Anna Grayson: The Photographic Art Thief
17 December 2020
RAMM plays host to the Mona Lisa, The Girl with a Pearl Earring, The Scream, plus Van Goghs, Magrittes, and many more masterpieces this winter, but with a twist – the famous works have been recreated as pastiche photographs by artist Anna Grayson, for her solo show The Photographic Art Thief.
‘I don’t really actually steal them,’ says Anna Grayson, ‘but, I am a great lover of museums and art galleries and dream of having my very own collection of famous works of art. So, I have re-made and updated my favourite masterpieces with photography.’

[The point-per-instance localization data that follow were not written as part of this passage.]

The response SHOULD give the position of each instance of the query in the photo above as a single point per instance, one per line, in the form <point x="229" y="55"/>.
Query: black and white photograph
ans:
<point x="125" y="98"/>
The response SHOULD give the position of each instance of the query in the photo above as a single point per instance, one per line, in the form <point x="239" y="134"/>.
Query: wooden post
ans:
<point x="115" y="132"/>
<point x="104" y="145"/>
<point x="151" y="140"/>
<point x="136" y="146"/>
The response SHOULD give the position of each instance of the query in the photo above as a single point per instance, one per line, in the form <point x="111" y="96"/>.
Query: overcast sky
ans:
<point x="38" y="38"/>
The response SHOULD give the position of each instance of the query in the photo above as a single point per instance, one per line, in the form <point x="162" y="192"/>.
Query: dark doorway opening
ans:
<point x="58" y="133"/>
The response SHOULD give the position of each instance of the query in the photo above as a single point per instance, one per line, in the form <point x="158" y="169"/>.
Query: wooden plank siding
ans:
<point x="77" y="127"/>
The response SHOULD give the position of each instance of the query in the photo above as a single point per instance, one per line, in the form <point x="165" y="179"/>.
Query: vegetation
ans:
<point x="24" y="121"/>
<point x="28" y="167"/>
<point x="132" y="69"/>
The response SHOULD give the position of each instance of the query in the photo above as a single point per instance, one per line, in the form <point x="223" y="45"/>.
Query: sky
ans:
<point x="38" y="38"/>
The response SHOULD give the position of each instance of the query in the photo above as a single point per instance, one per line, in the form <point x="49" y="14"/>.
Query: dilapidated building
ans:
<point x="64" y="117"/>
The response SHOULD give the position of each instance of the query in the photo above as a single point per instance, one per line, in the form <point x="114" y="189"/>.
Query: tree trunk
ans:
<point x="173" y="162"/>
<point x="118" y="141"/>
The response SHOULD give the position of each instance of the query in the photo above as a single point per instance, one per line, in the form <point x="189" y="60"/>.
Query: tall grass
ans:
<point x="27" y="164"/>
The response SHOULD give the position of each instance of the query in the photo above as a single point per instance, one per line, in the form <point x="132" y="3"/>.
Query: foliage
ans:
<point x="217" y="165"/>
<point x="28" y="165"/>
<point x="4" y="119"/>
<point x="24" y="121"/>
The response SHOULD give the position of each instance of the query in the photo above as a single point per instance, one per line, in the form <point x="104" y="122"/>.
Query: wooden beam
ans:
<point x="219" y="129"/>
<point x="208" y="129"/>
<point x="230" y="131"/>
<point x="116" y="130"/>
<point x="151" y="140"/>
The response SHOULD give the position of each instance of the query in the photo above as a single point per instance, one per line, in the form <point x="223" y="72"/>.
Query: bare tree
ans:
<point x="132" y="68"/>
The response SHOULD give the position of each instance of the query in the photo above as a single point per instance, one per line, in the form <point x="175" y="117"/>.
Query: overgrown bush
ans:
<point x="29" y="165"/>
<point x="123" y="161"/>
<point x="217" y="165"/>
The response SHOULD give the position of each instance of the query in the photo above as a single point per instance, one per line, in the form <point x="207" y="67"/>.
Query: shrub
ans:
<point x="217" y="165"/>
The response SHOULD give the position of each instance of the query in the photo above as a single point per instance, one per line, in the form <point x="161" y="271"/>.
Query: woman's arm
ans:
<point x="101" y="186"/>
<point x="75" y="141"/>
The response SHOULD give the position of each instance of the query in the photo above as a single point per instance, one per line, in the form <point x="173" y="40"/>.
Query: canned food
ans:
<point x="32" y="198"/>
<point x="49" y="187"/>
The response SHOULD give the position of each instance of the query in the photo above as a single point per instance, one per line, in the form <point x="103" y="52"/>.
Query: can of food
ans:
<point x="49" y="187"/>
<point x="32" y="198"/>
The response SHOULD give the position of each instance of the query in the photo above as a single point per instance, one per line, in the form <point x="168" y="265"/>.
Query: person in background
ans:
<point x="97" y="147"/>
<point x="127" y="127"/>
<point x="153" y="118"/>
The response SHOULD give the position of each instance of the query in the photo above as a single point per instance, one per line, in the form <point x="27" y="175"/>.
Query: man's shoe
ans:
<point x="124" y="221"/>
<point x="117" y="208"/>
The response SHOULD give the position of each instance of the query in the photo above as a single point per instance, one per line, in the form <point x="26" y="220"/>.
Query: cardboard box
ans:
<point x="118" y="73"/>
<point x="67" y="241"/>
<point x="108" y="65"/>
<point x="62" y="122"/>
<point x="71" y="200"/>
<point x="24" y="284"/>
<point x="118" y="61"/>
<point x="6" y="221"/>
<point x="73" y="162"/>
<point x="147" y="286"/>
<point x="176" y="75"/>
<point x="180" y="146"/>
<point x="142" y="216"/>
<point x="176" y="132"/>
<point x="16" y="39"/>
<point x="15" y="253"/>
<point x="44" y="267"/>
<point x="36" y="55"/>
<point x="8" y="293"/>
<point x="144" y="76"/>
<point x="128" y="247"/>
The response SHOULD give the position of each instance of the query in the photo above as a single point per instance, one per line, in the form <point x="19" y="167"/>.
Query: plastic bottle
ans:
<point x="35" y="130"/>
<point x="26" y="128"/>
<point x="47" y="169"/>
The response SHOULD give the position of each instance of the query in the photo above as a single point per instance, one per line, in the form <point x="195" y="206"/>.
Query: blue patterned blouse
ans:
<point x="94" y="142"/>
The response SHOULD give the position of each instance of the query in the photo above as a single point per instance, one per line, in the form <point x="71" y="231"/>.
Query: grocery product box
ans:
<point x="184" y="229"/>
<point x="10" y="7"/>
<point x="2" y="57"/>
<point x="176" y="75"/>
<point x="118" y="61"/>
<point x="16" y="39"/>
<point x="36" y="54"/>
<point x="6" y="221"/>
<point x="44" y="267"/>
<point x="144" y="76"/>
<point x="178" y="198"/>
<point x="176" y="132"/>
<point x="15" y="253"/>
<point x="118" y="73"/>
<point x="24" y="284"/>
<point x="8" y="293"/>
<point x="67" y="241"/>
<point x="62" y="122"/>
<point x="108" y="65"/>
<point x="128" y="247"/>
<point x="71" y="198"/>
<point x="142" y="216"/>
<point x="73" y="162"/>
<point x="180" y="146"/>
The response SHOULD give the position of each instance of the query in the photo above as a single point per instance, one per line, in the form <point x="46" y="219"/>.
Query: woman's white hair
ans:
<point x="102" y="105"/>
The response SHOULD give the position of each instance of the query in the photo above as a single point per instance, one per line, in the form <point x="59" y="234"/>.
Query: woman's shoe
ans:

Anna Grayson is a geologist by training and was a BBC presenter and science writer by profession; she re-trained as an artist at the age of 60, and her work was featured by Grayson Perry in Channel 4’s Grayson’s Art Club earlier this year. As well as Leonardo and Vermeer, The Photographic Art Thief includes Anna’s interpretations of Van Eyck, Manet, Millais, and the latest acquisition at the National Gallery by Artemesia Gentileschi, a self-portrait of the celebrated artist. Much of Anna’s work is humorous, but there is a serious side too with clear themes of gender, feminism and social commentary.
Anna says: ‘It is an opportunity for everyone to dip into a bit of art history, and for culture vultures to ask a few more questions about the famous art they love. Above all it is a celebration of the whole concept of public art galleries and museums, and what we take with us from these institutions.’
‘I am so delighted that my very first solo show in a public museum will be at RAMM. I have worked a lot in museums during my career as a scientist and broadcaster, and this in my opinion is one of the very best in the country. There is just so much there, so much to inspire and uplift.’
Anna has shot some new work especially for this show, some reflecting lockdown, but one celebrating a part of the Museum’s collection close to her heart; the geological gallery. ‘I love the Dutch style of still life, with the hidden message of the vanitas or memento mori reminding us of the fate that awaits us all. You can’t get that message more than with fossils, and many of them would have been good to eat when alive, so I made an arrangement of specimens to look like food, and lit the scene like a Dutch still life.’